1Champalimaud Research, Champalimaud Centre for the Unknown, Lisbon, Portugal, 2CUBRIC, School of Psychology, Cardiff University, Cardiff, United Kingdom, 3Champalimaud Centre for the Unknown, Lisbon, Portugal, 4iMinds - Vision Lab, University of Antwerp, Antwerp, Belgium

Synopsis

We address the degeneracy of the diffusion standard model and improve the precision and accuracy in parameter estimation, thus promoting clinical applicability. Acquisition of additional data is not required; instead, we introduce a more robust and accurate estimator by fitting the standard model directly to diffusion-weighted data rather than its rotational invariants. We are able to overcome the implicit assumption of data being shelled in terms of b-values. This enables the correction of gradient nonlinearities to avoid biases in model parameter estimation, whereas revising the optimal experimental design demonstrates that non-shelled encoding schemes are favorable in terms of achievable precision.

Introduction

The development of biophysical models aiming to relate diffusion MRI signal to brain tissue microstructure has seen an exponential growth in recent years. However, there is a rising awareness of the approach’s fundamental limitations1. A low precision, accuracy, and robustness of the parameters estimators of even the simplest biophysical models2 currently limit the clinical applicability of the developed techniques3,4. Factoring out the fiber orientation distribution function (fODF) using rotationally invariant metrics has reduced the complexity of the modeling problem, but in turn uncovered an intrinsic degeneracy in microstructural parameter estimation3. Moreover, such “powder averaging” approaches5,6,7 entail an implicit assumption that diffusion MRI data are perfectly shelled, i.e. different gradient directions for a finite set of $$$b$$$-values. However, this assumption is usually unmet due to gradient nonlinearities8 and poses an unnecessary constraint on experimental design9.

Theory

We here adopt the widely used two-compartment model of water inside narrow impermeable “sticks” representing axons10, embedded in an extra-cellular matrix, coined the diffusion Standard Model (SM)2,11:

$$S_{SM}(b,\hat{g})=\int d\hat{n}\mathcal{P}\left(\hat{n}\right)\mathcal{K}\left(b,\hat{g}\cdot\hat{n}\right)\;\;\;\;\left(1\right)$$

with

$$\mathcal{K}\left(b,\xi\right)=fe^{-bD_a\xi^2}+(1-f)e^{-bD_e^\perp-b\left(D_e^\parallel -D_e^\perp\right)\xi^2}\;\;\;\;\left(2\right)$$

being the signal response kernel of an individual fiber fascicle parameterized by the intra-axonal signal fraction $$$f$$$ and parallel diffusivity $$$D_a$$$, and the extra-axonal radial and axial diffusivities $$$D_e^\parallel$$$ and $$$D_e^\perp$$$, respectively. The fODF $$$\mathcal{P}\left(\hat{n}\right)$$$ is parameterized by its spherical harmonic coefficients $$$p_{lm}$$$, up to order $$$L$$$.

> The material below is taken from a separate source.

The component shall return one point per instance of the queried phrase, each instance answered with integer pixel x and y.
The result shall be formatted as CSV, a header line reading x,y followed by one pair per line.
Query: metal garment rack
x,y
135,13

The $$$4+(L+1)(L+2)/2$$$ parameters can be estimated by minimizing the following non-linear object function: $$\|S(b,\hat{g})-S_{SM}(b,\hat{g})\|^2\;\;\;\;\left(3\right)$$

If data is acquired with several $$$b$$$-shells, this system can also be solved by first representing each $$$b$$$-shell by its spherical harmonic (SH) coefficients $$$S_{lm}(b)$$$:

$$\|S_{lm}(b)-p_{lm}K_l (b)\|^2\;\;\;\;\left(4\right)$$

with $$$K_l(b)$$$ the projection of $$$\mathcal{K}\left(b,\xi\right)$$$ onto Legendre polynomials3. The dimensionality of this optimization problem can be reduced by adopting the $$$l^{\mathrm{th}}$$$ rotational invariants of the signal and fODF, $$$S_l^2=\sum_{m=-l}^l|S_{lm}|^2/4\pi(2l+1)$$$ and $$$p_l^2=\sum_{m=-l}^l |p_{lm}|^2/4\pi (2l+1)$$$, respectively, thereby factoring out the full fODF3: $$\|S_{l}(b)-p_{l}K_l(b)\|^2\;\;\;\left(5\right).$$

Although all three fitting approaches, i.e. Eqs. (2), (3), and (4) are derived from the same standard model, we will demonstrate their robustness, accuracy, and precision is significantly different.

We will refer to the parameter estimators based on Eqs. (2), (3), and (4) as “SM”, “SM-SH”, and “SM-RotInv”, respectively. The maximal SH order $$$L$$$ is 6 unless stated differently.

Data

Simulations: Synthetic signals were produced by solving Eq. (1) with ground truth parameters $$$f\,=\,0.75,\,D_a\,=\,2.1\,\mathrm{\mu\,m^2/ms},\,D_e^\parallel\,=\,1.5\,\mathrm{\mu\,m^2/ms}$$$, and $$$D_e^\perp\,=\,0.5,\mathrm{\mu\,m^2/ms}$$$ and a crossing fiber geometry for $$$\mathcal{P}\left(\hat{n}\right)$$$ using the diffusion-weighted encoding scheme of the MR data. Gaussian noise was added (SNR$$$_{b=0}=50$$$) to evaluate the robustness, accuracy and precision of the different estimators.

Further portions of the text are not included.